Inflazione rallenta a un ritmo graduale, ma mercati restano cauti

Nonostante le attese dei mercati per le letture sull’inflazione al consumo nelle scorse sedute, la realtà è stata diversa da quanto suggerito dalla narrativa. Nonostante una pubblicazione migliore delle attese, con l’inflazione annua che registra il suo decimo calo consecutivo, pareggiando l’evoluzione del 2012, la risposta dei mercati è stata sorprendentemente indifferente. Dopo una prima reazione positiva, i commenti dei vari analisti sembrano guardare il bicchiere mezzo vuoto e mezzo pieno, e la mancanza di una risposta decisa dei mercati potrebbe essere dovuta a una serie di fattori, come l’incertezza economica generale, il dibattito sul tetto del debito pubblico o la cautela degli investitori nell’attesa di ulteriori sviluppi del mercato.

Con un’inflazione al 4,9% su base annua e al 5,5% nell’inflazione core, le pubblicazioni di ieri hanno evidenziato un’inflazione che continua a rallentare a un ritmo graduale. Anche la composizione dell’inflazione sta cambiando, con l’inflazione dei servizi in netto calo rispetto allo scorso anno, il che rappresenta una buona notizia per la Fed.
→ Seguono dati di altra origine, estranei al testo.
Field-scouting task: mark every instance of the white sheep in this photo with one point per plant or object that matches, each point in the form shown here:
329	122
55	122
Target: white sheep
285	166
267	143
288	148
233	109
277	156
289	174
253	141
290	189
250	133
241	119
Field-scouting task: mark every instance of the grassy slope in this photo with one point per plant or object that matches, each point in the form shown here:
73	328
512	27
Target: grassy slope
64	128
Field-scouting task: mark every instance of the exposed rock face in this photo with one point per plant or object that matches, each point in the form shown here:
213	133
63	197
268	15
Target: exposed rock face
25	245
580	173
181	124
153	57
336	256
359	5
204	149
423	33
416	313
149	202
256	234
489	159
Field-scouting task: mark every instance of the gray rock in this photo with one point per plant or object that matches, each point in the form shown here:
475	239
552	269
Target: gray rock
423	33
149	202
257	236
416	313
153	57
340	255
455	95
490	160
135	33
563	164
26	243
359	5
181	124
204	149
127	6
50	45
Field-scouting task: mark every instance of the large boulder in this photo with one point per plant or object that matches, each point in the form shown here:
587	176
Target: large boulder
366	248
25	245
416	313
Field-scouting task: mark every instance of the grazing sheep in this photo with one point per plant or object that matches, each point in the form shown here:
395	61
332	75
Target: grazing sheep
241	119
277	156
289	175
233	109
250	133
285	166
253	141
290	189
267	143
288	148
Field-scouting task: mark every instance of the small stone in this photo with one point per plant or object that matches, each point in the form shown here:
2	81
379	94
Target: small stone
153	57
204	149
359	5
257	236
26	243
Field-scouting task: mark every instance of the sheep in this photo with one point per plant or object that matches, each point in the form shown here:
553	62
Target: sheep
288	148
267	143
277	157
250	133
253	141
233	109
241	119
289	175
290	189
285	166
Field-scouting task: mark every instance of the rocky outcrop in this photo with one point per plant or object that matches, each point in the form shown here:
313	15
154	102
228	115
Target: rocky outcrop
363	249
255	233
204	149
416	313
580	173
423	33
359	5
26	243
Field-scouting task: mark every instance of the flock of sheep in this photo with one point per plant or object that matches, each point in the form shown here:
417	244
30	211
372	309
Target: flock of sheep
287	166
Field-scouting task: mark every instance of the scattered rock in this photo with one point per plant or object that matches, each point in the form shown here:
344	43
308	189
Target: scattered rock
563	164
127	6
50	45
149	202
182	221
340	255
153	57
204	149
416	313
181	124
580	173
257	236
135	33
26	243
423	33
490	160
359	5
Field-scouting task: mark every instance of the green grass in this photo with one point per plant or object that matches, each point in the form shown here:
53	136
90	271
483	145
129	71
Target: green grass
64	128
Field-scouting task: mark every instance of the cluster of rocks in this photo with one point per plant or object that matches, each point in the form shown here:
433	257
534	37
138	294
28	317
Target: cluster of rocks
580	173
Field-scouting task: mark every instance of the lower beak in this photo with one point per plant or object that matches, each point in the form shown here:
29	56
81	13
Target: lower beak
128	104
La stampa di un’inflazione in calo ha provocato una diminuzione nei rendimenti statunitensi, soprattutto nella parte a breve termine. Per il momento, sembra che la pausa della Fed si sia consolidata, sebbene restino le speculazioni dei mercati per tre possibili tagli da 25 punti base nell’anno (settembre, novembre e dicembre), tuttavia con probabilità ancora in bilico, prossime al 50%.

Di fatto il mercato è stato nuovamente trainato al rialzo delle solite prime della classe: Alphabet, Microsoft, Amazon, Apple e Nvidia, salite al rialzo sulla scia della stampa di un’inflazione debole. Crescita dello S&P 500 che viene invece ad essere contenuta dai titoli ciclici, più strettamente legati all’economia reale, scambiati per lo più al ribasso – evidenziando preoccupazioni sul ciclo economico. Il settore tecnologico e quello immobiliare, sensibili ai tassi, hanno quindi sovraperformato a scapito dei settori value, banche, energia e industriali. Inoltre, gli Stati Uniti hanno avuto una performance superiore rispetto all’Europa, che è stata in calo durante la giornata e che è maggiormente rappresentata da aziende value.
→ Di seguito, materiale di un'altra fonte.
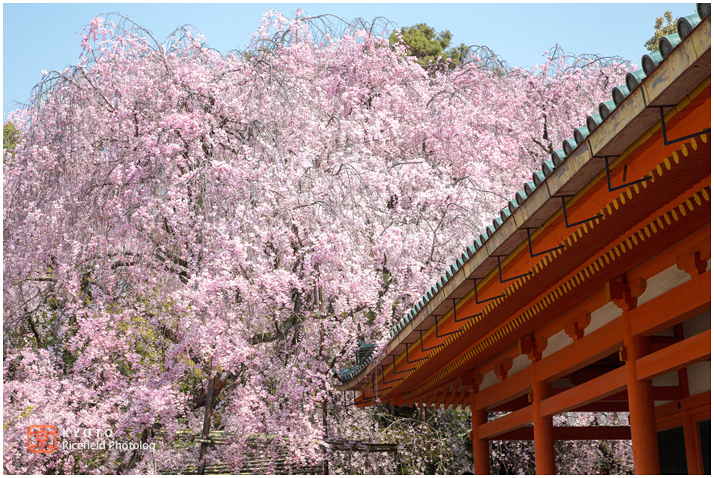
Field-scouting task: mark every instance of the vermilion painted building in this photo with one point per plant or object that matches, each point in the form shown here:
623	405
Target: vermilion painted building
592	289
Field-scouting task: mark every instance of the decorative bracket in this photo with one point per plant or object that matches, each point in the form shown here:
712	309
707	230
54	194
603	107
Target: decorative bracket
693	261
575	327
485	300
664	128
500	276
421	337
565	215
530	246
465	318
625	295
436	329
532	346
609	183
501	369
414	361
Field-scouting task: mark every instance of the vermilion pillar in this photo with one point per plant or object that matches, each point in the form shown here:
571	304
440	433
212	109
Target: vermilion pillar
542	428
482	457
640	397
691	444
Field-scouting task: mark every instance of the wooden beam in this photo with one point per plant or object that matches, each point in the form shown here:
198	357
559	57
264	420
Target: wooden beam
571	433
591	391
513	387
674	306
591	348
501	425
676	356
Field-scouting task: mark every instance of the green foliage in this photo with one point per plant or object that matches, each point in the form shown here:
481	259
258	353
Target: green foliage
431	47
661	29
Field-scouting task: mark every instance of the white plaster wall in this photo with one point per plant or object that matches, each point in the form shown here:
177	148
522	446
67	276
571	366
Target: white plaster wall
557	342
602	316
697	324
488	380
519	363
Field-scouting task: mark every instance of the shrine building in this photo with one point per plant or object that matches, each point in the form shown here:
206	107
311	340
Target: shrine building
591	291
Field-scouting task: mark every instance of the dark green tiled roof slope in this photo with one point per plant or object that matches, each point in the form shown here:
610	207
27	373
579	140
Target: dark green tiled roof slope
364	357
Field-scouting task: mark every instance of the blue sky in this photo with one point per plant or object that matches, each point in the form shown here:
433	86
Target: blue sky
43	36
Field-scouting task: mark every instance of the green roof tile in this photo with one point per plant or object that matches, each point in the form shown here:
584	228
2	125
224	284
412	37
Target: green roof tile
606	108
634	78
667	43
538	178
685	25
619	93
569	145
579	134
529	187
557	156
650	62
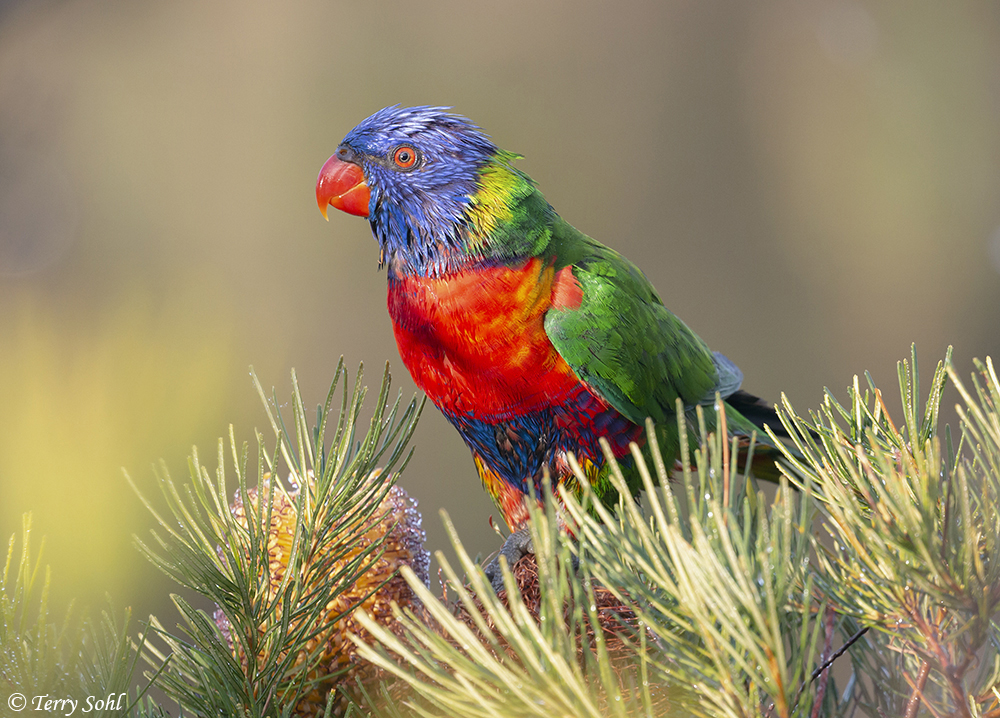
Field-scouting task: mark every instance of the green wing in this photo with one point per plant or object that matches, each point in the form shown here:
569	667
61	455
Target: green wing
624	343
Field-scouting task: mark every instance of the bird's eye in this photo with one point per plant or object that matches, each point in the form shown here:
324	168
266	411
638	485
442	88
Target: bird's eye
405	157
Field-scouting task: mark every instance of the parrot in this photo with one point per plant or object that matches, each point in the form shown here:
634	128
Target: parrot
534	340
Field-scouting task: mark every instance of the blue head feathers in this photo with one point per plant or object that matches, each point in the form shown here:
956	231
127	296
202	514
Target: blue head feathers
418	200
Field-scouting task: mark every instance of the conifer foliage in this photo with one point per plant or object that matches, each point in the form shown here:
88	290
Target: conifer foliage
866	584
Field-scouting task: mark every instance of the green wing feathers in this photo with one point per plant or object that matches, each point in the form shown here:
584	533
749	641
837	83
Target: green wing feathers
622	341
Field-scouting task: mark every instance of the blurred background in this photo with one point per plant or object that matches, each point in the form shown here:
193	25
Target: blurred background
811	185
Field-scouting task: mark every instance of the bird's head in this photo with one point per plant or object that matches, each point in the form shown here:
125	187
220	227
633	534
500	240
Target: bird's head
431	183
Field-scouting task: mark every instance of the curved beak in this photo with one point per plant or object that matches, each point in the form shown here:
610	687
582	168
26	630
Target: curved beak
342	185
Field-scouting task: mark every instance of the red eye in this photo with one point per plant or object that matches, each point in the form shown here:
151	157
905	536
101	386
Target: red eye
405	157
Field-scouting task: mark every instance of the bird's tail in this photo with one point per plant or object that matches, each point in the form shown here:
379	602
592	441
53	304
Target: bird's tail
746	414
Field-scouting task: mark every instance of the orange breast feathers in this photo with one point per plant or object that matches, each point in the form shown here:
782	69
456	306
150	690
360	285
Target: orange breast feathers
475	340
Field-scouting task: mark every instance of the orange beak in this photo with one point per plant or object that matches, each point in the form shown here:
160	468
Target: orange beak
342	185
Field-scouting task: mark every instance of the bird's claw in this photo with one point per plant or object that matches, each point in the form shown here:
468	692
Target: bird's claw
517	545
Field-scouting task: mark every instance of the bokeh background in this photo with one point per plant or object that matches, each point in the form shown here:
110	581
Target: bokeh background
812	186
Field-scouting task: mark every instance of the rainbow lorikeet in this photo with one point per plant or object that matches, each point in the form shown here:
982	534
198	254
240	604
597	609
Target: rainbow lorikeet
533	339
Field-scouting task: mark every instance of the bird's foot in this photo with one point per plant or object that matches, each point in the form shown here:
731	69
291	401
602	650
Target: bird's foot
517	545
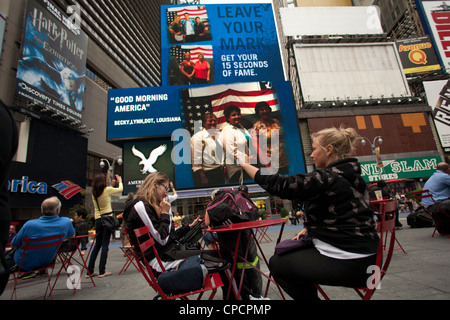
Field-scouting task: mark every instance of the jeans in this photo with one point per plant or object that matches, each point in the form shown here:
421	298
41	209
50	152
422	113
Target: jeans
101	242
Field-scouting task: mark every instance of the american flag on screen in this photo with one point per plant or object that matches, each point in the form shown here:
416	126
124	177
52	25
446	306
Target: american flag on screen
194	50
194	11
195	107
Questa mattina il dato sull’inflazione cinese di aprile è risultato più debole del previsto, pari allo 0,1% annuo (contro il consenso dello 0,4%) – il ritmo più lento dall’inizio del 2021.  Anche, l’evoluzione sui prezzi alla produzione al -3,6% a/a, in negativo da 7 mesi consecutivi (ovvero in deflazione), rischia di vanificare ogni speranza di ripresa della domanda, con il rischio di una possibile crescita debole nel 2° trimestre, il che non è positivo per la crescita globale. Dati che potrebbero portare pressioni sulle aspettative per un possibile taglio dei tassi in Cina a breve.